The lack of data in youth clubs may be down to multiple things, like a lack of resources, knowledge, or understanding of how it can be used as a tool to make informed decisions. In this article, I hope to give an example of what clubs can do and how it can be a huge addition to what great work they already do.
So let’s consider these tests, with the cones set up as shown below:
Test 1: Have players slalom through the cones (run as directed in the image above) as quickly as possible. Feel free to have them do it three separate times and take the best time. We’ll call the result of this test, T1.
Test 2: Have players do the exact same slalom but now WITH a ball. Again, feel free to collect the best time after three attempts. We’ll call the result of this test, T2.
Now, here is where it gets interesting.
From there, you can subtract the time of Test 2 from Test 1, giving us the Difference between the two times. Then divide that difference from Test 1’s results. Or, if you prefer equations, it’s like this:
(T2 - T1) / T1 = Dribbling Ability
The difference quantifies how much time the ball adds to a player’s run but, most importantly, the result of the tests quantifies a player’s dribbling ability. For a youth club, this is amazing and there are so many implications.
One implication is that it reduces biases for physical players. For example, we did this assessment for one of the teams I currently coach. We found that our perceived better players were actually just very physically gifted but not great technically. Not only that, our opinions of the players we overlooked, which had better technical skills but were not very physically gifted, grew and we gave them more responsibility. In both cases, we adjusted our training plan accordingly. If you’re not already happy by this outcome, I’ll dive deeper.
Let’s say a club does this test every three, four, or six months for every player between the ages 9-12. You can now track performances over time.

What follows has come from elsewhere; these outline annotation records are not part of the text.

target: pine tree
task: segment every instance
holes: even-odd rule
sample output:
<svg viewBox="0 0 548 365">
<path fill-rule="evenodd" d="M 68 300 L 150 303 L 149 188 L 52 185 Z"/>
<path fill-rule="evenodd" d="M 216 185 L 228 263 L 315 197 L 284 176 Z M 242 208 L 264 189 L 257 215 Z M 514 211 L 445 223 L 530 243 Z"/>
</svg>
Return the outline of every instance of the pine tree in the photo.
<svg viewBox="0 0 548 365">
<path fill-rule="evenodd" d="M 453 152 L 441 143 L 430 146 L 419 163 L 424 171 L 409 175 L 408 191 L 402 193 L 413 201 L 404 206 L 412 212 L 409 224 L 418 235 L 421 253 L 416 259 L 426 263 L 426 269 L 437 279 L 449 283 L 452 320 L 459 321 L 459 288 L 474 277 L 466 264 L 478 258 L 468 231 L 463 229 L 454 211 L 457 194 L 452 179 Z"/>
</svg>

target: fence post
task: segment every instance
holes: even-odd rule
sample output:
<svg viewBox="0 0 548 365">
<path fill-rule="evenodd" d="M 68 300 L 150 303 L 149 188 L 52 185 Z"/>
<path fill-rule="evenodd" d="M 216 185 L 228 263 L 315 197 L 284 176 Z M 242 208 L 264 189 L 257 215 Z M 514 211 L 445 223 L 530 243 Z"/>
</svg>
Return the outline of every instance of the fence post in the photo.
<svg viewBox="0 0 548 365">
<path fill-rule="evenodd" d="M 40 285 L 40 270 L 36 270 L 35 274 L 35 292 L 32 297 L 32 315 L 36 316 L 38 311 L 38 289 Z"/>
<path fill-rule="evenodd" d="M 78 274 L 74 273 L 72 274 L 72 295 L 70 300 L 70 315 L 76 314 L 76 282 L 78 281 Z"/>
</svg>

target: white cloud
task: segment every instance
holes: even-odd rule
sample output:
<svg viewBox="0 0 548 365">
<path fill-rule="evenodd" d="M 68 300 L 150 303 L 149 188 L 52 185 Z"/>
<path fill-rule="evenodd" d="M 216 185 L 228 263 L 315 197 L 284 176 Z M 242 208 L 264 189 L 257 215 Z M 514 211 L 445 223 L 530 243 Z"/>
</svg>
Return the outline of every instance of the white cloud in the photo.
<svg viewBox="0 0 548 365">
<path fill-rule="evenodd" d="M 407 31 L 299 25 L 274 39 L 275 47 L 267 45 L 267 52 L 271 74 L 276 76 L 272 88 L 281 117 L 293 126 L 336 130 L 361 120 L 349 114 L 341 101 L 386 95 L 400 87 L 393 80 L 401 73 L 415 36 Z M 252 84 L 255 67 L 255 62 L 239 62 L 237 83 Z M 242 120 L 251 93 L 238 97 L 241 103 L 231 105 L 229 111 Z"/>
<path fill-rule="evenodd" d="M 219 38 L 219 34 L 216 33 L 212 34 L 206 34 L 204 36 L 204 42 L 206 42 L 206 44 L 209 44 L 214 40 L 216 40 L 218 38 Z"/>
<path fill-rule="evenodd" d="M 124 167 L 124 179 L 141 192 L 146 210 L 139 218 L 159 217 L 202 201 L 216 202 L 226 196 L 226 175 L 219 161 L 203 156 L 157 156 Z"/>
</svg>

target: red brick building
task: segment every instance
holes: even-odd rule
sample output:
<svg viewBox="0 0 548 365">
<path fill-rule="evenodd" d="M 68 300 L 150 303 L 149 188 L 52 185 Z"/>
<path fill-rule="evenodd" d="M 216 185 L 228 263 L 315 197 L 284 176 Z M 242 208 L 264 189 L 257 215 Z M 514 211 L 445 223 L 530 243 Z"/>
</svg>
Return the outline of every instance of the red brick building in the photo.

Tracking performances over time can not only help you determine what level players should be at for each age group, but it’s possible to determine what level is necessary for each age group below the High Performance Level to make it to the High Performance Level (where I live it starts at 13). That way, you can see if that 10 year old is on track to make it to the High Performance Level, or if they need to get more touches and show up to practice more often.
Additionally, it’s possible to compare current age groups and the historical averages based on those age groups. This information allows you to have evidence to allocate resources amongst age groups. If they’re above the benchmark, they may not need as many resources, but if they’re below the benchmark, maybe you can give them that extra coach for extra attention. There are so many possibilities and this is all on the performance side! Now for the other side.
To make this more accessible for players, you could create a reward program. This could include where players get badges if they meet certain criteria. Like what if you create a badge for the quickest player called, “Speed Demon,” or have a badge for the best dribbler called, “Twinkle Toes.” Please forgive my name choices, but you get the idea! Additionally, you could have one for the most improved player, and the list goes on! That way, the players will get physical rewards and incentivizes improvement. Again, there are so many possibilities!
Data is a severely underused and under appreciated tool that youth clubs have yet to take advantage of for many reasons. But if youth clubs use data, they could adjust training plans accordingly, have a better understanding of their players, track performance levels, and all while the players are engaged and striving to improve so they can meet their goals.
This is just the tip of the iceberg, and youth clubs and players can benefit so much just from having players run through cones a couple of times.